Safe Consensus of Cooperative Manipulation with Hierarchical Event-Triggered Control Barrier Functions

TL;DR

This paper introduces a distributed control framework using hierarchical event-triggered control barrier functions for safe, coordinated manipulation by multiple robots, reducing computation and communication while ensuring safety.

Contribution

It presents a novel hierarchical event-triggered safety architecture integrated with a consensus protocol for multi-robot manipulation with safety guarantees.

Findings

Successfully validated on real-world hardware with two Franka manipulators.

Achieved higher precision cooperation under safety constraints.

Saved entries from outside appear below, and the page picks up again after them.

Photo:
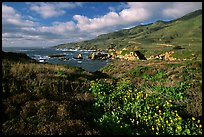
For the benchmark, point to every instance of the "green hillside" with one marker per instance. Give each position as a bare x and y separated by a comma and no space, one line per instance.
185,32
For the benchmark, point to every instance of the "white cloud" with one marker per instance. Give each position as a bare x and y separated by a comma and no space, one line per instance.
59,28
179,9
53,9
133,12
11,17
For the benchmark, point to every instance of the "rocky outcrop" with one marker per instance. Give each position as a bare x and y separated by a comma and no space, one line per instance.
99,55
79,56
164,56
63,58
56,55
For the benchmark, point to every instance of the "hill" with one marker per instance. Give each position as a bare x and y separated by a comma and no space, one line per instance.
160,36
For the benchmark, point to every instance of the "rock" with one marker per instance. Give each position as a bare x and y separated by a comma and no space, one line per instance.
99,55
56,55
79,56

Significantly reduced computational cost and communication frequency.

Abstract

Cooperative transport and manipulation of heavy or bulky payloads by multiple manipulators requires coordinated formation tracking, while simultaneously enforcing strict safety constraints in varying environments with limited communication and real-time computation budgets. This paper presents a distributed control framework that achieves consensus coordination with safety guarantees via hierarchical event-triggered control barrier functions (CBFs). We first develop a consensus-based protocol that relies solely on local neighbor information to enforce both translational and rotational consistency in task space. Building on this coordination layer, we propose a three-level hierarchical event-triggered safety architecture with CBFs, which is integrated with a risk-aware leader selection and smooth switching strategy to reduce online computation. The proposed approach is validated through real-world hardware experiments using two Franka manipulators operating with static obstacles, as well as comprehensive simulations demonstrating scalable multi-arm cooperation with dynamic obstacles. Results demonstrate higher precision cooperation under strict safety constraints, achieving substantially reduced computational cost and communication frequency compared to baseline methods.